Yeah I meant Mhz >:(
I have the Crystal on PIN 9-10.

My Code

#include <LiquidCrystal.h>

// initialize the library with the numbers of the interface pins
LiquidCrystal lcd(12, 11, 5, 4, 3, 6);

volatile int FlowPulse; //measuring the rising edges of the signal
int Calc;                               
int flowsensor = 2;    //The pin location of the sensor


void setup() {
     
   pinMode(flowsensor, INPUT); //initializes digital pin 2 as an input
   Serial.begin(9600);         //This is the setup function where the serial port is initialised,
   attachInterrupt(0, rpm, RISING); //and the interrupt is attached
   
  // set up the LCD's number of columns and rows: 
  lcd.begin(16, 6);
  // Print a message to the LCD.
  lcd.setCursor(1,0);
  lcd.print("Flow Rate Meter");
  
  delay(1000);// wait 500ms                                      // Delay to read text
 lcd.clear(); // clear LCD display

}

void loop() {
     
 FlowPulse = 0;      //Set NbTops to 0 ready for calculations
 sei();            //Enables interrupts
 delay (1000);      //Wait 1 second
 cli();            //Disable interrupts
 Calc = (FlowPulse * 1.75/ 7.5 ); //(Pulse frequency x 60) / 7.5Q, = flow rate in L/hour 
 Serial.print (Calc, DEC); //Prints the number calculated above
 Serial.print (" L/Minn"); //Prints "L/hour" and returns a  new line
  
  // set the cursor to column 0, line 1
  // (note: line 1 is the second row, since counting begins with 0):
  lcd.begin(16,6);
  lcd.setCursor(1, 0);
  lcd.print(Calc, DEC);   // print the Flow Rate
  lcd.print("    L/Min");
}

void rpm ()     //This is the function that the interupt calls 
{ 
  FlowPulse++;  //This function measures the rising and falling edge of the hall effect sensors signal
} ]

The leads on the crystal must be pretty scrunched together. Are you sure that they aren't shorted or open as a result?
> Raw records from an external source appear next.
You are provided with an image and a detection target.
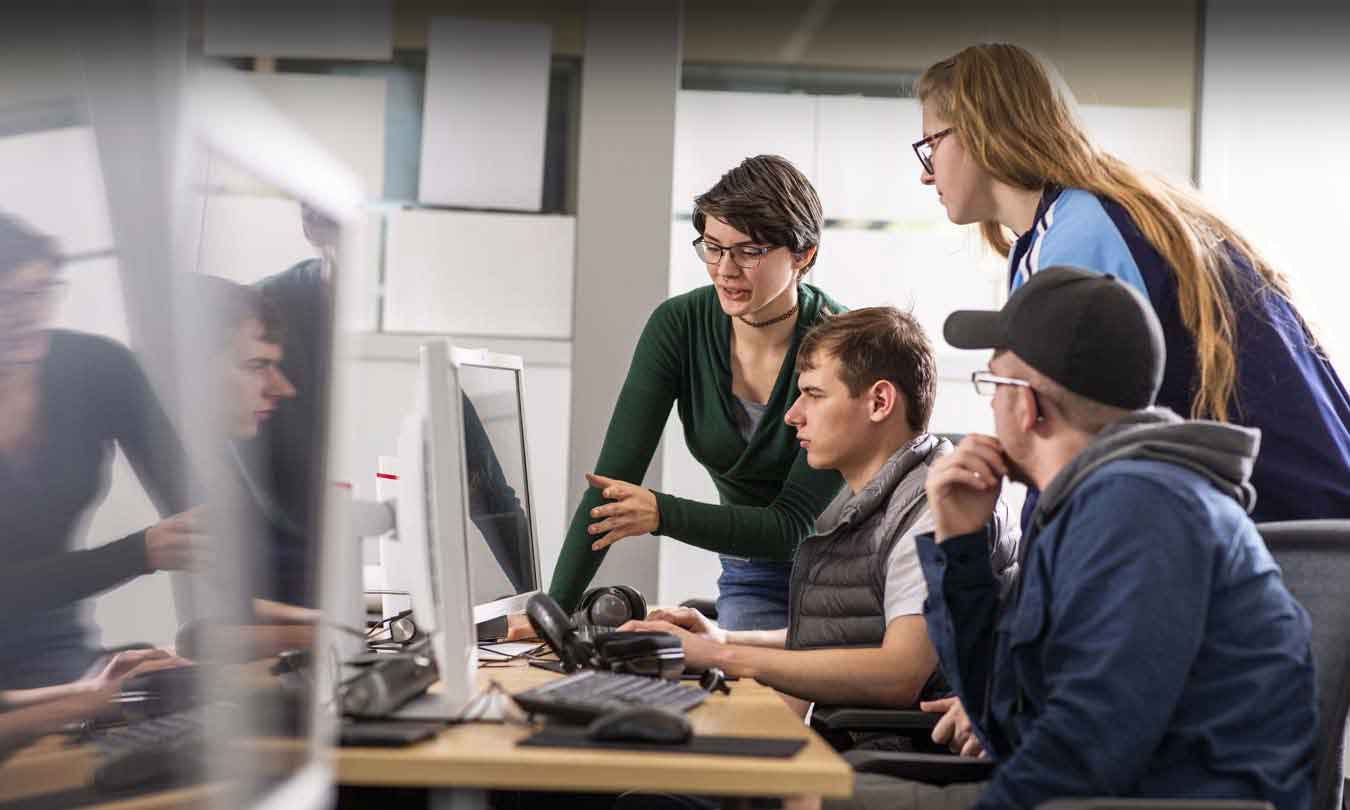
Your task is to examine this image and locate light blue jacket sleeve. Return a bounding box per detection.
[1013,189,1149,298]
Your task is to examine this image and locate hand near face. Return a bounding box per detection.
[925,433,1007,543]
[618,620,722,670]
[146,506,209,571]
[586,473,662,551]
[919,697,988,759]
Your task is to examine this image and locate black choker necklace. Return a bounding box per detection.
[736,304,797,329]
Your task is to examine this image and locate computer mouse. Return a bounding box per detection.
[586,707,694,744]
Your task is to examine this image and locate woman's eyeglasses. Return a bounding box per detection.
[913,127,956,174]
[694,236,774,270]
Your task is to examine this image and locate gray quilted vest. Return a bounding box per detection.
[787,433,953,649]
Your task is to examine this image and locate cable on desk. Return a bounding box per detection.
[478,641,547,668]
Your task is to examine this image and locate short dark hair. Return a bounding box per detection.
[182,273,286,351]
[797,306,937,431]
[0,212,61,274]
[694,155,825,273]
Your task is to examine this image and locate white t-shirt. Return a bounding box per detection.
[884,505,934,625]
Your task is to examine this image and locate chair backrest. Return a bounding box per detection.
[1257,520,1350,810]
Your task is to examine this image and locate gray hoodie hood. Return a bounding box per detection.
[1031,408,1261,528]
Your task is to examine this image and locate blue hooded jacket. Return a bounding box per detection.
[915,409,1316,810]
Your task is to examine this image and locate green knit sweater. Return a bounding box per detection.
[548,284,844,610]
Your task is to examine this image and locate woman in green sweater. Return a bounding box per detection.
[549,155,844,630]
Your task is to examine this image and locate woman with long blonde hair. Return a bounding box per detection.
[914,45,1350,521]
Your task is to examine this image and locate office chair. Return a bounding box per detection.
[845,520,1350,810]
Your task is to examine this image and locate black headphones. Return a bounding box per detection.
[525,589,684,680]
[572,585,647,628]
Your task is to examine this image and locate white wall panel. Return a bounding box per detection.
[417,18,552,211]
[197,194,317,284]
[385,211,575,338]
[0,127,113,255]
[246,73,386,200]
[1079,104,1193,184]
[815,96,941,221]
[670,219,711,297]
[51,258,131,344]
[656,409,722,605]
[203,0,394,61]
[1199,0,1350,369]
[82,451,178,647]
[671,90,817,214]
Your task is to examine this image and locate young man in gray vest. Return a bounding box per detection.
[828,267,1318,810]
[624,306,1015,711]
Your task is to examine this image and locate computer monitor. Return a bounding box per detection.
[174,65,370,810]
[397,340,478,720]
[450,347,540,624]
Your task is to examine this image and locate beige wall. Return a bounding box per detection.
[394,0,1199,109]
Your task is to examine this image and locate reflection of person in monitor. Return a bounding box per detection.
[463,396,536,595]
[185,275,317,636]
[0,215,201,689]
[240,205,340,606]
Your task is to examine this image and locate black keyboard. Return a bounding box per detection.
[92,709,205,794]
[512,670,707,722]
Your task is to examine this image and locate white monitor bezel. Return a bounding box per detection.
[450,346,543,624]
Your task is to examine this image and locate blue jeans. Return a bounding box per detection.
[717,556,792,630]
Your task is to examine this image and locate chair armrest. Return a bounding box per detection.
[811,705,942,736]
[1035,799,1274,810]
[844,751,999,788]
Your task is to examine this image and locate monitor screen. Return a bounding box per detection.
[459,363,539,607]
The wires on the front of your board are not insulated. Are you sure they are not shorting out on the bus bars (PCB traces)?

there is no shorts on the board, checked all of that.

Nope all seem fine.

Could it be errors in the code.

The calculated flow rate is proportional to the number of rising edges detected by your interrupt routine. There's no way that has anything to do with the 0.001% frequency drift that your crystal will experience with minor temperature changes.

You're probably just getting a noisy signal for some reason. Can you look at it with an oscilloscope? Warming up the "area of the crystal and the chip" doesn't isolate the problem to the crystal. Even if you didn't have the capacitors on board the crystal would probably still oscillate very close to 16MHz.

You should add 0.1uF capacitors between Vcc-ground and AVcc-ground. That could cause you problems, if not now then later.

I will add some caps to the two reference points you just stated.

I can have a look at the circuit with an Oscilloscope but what are my reference points, I know the crystal is ok.

 Calc = (FlowPulse * 1.75/ 7.5 ); //(Pulse frequency x 60) / 7.5Q, = flow rate in L/hour

You previously declared FlowPulse and Calc as int types. Then you do decimal calculations using them.